Untuk menunjang aktivitas keseniannya, Ismet juga membuka kedai atau warung yang juga memberikan ruang bagi orang-orang untuk berdiskusi.
Apakah cukup berkesenian untuk hidup? "Saya menjadi orang yang bersyukur atas semua anugerah Tuhan. Jadi selalu ada jalan untuk kebutuhan anak dan isteri," kata Ismet.
Demi menyebarkan kebaikan dan memperluas gerakan, Ismet menginisiasi project Folk Sumatera sekalian promo album Hijau dan Biru Ismet Raja Tengah Malam pada 2019.
"Kota yang dikunjungi itu Palembang, Bengkulu, Jambi, Kerinci, sarolangun, Padang, Medan, Banda Aceh dan Sabang," kata dia.
Baca juga: Lestarikan Budaya Borneo Lewat Musik
Pendanaan dari project Folk Sumatera berasal dari tabungan pribadi, patungan organisasi masyarakat sipil dan donasi dari kawan-kawan di lokasi manggung.
"Alhamdulillah setiap kota ada kawan-kawan berdonasi.

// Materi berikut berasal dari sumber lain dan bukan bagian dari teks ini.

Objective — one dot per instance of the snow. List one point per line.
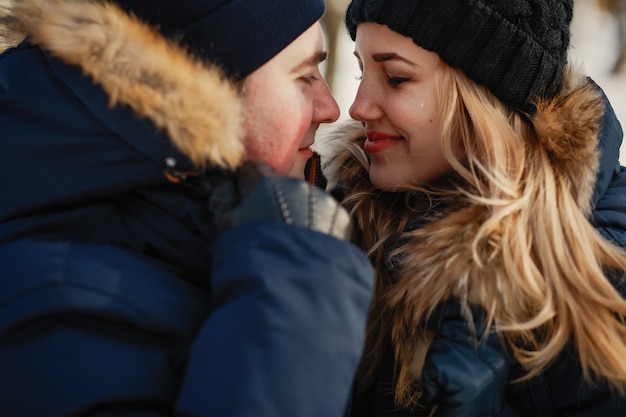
(594, 50)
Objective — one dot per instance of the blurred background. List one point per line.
(598, 47)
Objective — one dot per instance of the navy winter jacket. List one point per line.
(118, 298)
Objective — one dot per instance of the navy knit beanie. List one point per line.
(238, 35)
(515, 48)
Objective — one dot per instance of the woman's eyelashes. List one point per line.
(396, 81)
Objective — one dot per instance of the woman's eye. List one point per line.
(309, 79)
(396, 81)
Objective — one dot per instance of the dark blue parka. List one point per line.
(116, 295)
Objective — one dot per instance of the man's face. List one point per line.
(284, 101)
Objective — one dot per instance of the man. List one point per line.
(141, 273)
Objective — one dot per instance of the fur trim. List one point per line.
(138, 67)
(568, 126)
(451, 262)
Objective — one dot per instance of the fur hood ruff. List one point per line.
(136, 66)
(568, 127)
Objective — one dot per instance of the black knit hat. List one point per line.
(238, 35)
(515, 48)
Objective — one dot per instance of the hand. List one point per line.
(464, 373)
(257, 193)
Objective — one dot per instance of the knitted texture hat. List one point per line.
(238, 35)
(515, 48)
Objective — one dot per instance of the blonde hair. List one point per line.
(514, 236)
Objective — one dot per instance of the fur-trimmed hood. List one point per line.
(503, 259)
(137, 67)
(572, 127)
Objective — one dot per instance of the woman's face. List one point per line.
(397, 103)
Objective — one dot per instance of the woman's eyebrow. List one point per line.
(391, 56)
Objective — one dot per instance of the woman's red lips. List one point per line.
(379, 141)
(374, 136)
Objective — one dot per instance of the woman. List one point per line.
(484, 179)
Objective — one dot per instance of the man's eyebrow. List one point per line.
(313, 61)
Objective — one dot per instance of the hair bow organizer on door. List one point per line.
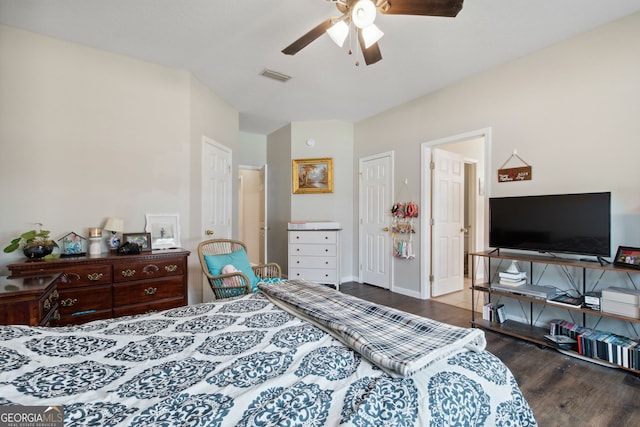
(402, 224)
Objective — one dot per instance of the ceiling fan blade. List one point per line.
(447, 8)
(372, 53)
(310, 36)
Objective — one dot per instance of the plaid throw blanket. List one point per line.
(399, 343)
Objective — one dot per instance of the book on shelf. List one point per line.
(518, 275)
(613, 348)
(566, 300)
(561, 341)
(501, 313)
(513, 283)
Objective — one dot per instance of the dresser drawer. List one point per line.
(84, 317)
(312, 250)
(134, 309)
(146, 269)
(312, 262)
(84, 300)
(141, 292)
(314, 274)
(314, 237)
(83, 275)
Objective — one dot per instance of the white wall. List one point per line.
(570, 110)
(86, 134)
(252, 150)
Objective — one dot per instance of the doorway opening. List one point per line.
(252, 211)
(474, 149)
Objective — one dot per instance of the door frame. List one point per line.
(229, 208)
(425, 196)
(263, 206)
(391, 156)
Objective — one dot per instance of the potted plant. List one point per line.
(35, 243)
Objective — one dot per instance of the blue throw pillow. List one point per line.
(239, 259)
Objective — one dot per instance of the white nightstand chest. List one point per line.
(315, 255)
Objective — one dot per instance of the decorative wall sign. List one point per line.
(515, 174)
(522, 173)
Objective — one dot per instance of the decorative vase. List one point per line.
(38, 251)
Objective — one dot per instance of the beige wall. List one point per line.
(86, 134)
(332, 139)
(570, 110)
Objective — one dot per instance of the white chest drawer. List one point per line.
(312, 262)
(313, 250)
(314, 237)
(315, 256)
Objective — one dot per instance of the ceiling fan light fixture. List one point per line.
(338, 32)
(363, 13)
(371, 35)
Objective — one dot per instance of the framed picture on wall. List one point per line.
(312, 176)
(164, 230)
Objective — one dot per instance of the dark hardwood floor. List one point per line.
(561, 390)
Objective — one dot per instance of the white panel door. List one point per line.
(376, 194)
(448, 223)
(216, 190)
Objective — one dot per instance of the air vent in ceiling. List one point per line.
(275, 75)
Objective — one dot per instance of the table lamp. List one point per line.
(115, 226)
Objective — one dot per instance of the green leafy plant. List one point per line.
(37, 237)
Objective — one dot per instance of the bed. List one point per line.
(251, 361)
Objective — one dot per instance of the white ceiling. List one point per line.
(228, 43)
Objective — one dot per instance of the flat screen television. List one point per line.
(565, 223)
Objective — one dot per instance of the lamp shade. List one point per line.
(114, 224)
(338, 32)
(371, 35)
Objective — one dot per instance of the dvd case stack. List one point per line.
(607, 346)
(494, 313)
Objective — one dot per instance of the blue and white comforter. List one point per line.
(241, 362)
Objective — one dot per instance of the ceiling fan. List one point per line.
(362, 13)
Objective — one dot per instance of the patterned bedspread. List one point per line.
(398, 342)
(241, 362)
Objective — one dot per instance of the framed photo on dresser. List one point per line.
(164, 230)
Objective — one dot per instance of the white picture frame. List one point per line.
(164, 230)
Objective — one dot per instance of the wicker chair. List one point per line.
(236, 283)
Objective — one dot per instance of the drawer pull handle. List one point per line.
(70, 277)
(69, 302)
(150, 269)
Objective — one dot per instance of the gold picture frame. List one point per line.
(311, 176)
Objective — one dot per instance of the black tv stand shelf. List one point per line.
(527, 331)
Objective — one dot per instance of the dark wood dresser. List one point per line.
(107, 285)
(29, 300)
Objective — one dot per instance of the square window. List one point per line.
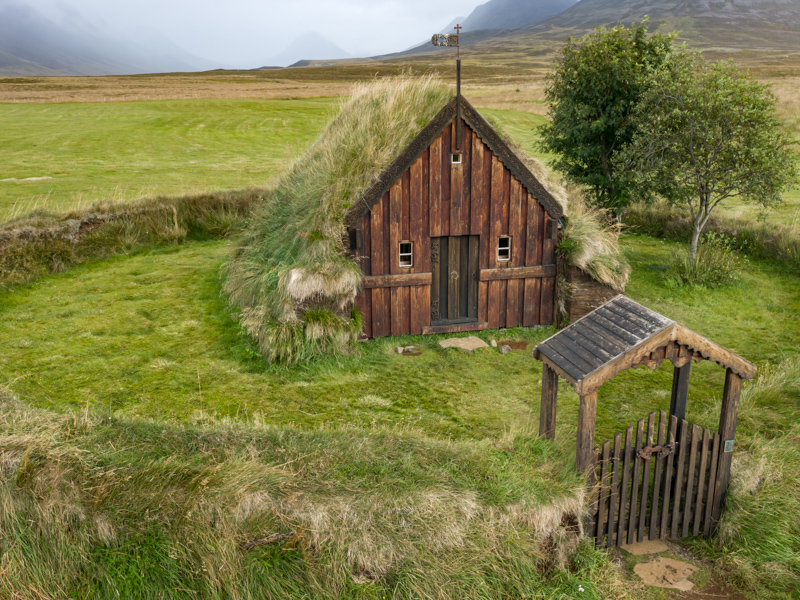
(406, 254)
(504, 249)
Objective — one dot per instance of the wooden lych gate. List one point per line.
(664, 477)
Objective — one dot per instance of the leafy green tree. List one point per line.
(595, 85)
(707, 132)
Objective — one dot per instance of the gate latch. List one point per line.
(658, 451)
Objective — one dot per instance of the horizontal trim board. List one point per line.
(473, 326)
(401, 280)
(518, 273)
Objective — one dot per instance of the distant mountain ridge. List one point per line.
(31, 44)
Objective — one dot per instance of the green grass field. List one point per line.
(126, 151)
(137, 420)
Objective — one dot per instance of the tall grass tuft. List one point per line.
(94, 506)
(292, 258)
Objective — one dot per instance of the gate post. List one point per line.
(547, 409)
(587, 415)
(727, 432)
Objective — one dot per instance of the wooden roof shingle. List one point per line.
(622, 334)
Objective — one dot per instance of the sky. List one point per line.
(246, 33)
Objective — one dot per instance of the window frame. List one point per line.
(509, 248)
(409, 254)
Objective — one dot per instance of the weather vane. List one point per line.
(451, 39)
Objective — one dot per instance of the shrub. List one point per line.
(717, 263)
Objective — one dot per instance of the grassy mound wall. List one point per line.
(40, 244)
(100, 507)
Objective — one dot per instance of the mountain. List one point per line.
(592, 13)
(309, 45)
(513, 14)
(31, 44)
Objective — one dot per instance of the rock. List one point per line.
(666, 573)
(469, 343)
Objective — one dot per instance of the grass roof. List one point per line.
(291, 276)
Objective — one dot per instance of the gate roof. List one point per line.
(622, 334)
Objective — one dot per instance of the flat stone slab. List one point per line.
(646, 547)
(469, 343)
(666, 573)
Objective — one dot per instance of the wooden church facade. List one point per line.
(455, 237)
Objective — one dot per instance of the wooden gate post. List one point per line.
(547, 409)
(680, 390)
(587, 414)
(727, 432)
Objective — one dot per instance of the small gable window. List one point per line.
(406, 254)
(504, 249)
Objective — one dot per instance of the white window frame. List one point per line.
(409, 255)
(500, 248)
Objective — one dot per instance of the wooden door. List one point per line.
(454, 286)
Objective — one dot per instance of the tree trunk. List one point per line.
(695, 240)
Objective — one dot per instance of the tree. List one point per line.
(594, 87)
(707, 132)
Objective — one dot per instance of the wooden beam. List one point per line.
(518, 273)
(680, 390)
(547, 409)
(727, 433)
(587, 415)
(399, 280)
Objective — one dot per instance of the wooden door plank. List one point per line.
(602, 512)
(464, 279)
(669, 477)
(453, 287)
(614, 494)
(624, 495)
(712, 480)
(637, 467)
(660, 440)
(435, 169)
(705, 450)
(651, 419)
(436, 278)
(474, 273)
(688, 511)
(683, 451)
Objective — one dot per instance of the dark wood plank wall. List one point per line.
(435, 198)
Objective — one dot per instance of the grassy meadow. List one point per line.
(148, 452)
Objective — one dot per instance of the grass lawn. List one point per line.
(150, 335)
(125, 151)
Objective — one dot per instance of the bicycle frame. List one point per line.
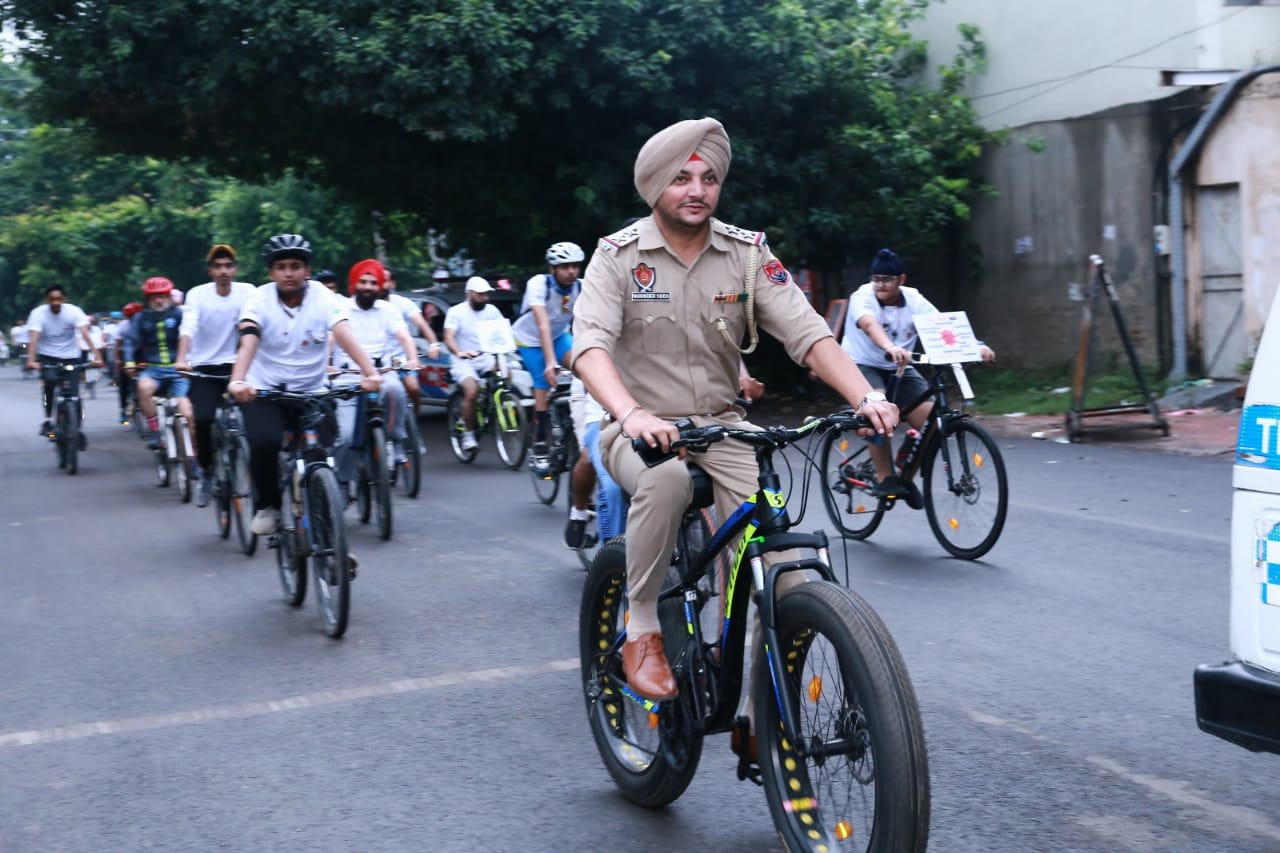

Kesediaan tuan rumah sesuai kesanggupan dan kebanyakan di kafe kalau di Aceh di kampus," kata dia.
Selama sebulan keliling Sumatera, ia membawa pohon sebagai simbol satu pohon satu jiwa.
Pada lokasi manggung Ismet menanam pohon endemik Sumatera kayu Bulian atau kayu besi (Eusideroxylon zwageri) yang kini sudah sangat langka di hutan.
"Terakhir tanam pohon di Sabang," sambung Ismet.
Tur Ismet sesungguhnya bukan untuk mencari materi, tetapi ingin bertemu dengan orang-orang di luar kota, mendapat ide dan pikiran untuk menambah kekuatan dalam pergerakan.
"Dalam diskusi setiap kota, kami sudah bicarakan kalau bakal ada gejolak besar di dunia akibat dari kerusakan alam," kata Ismet.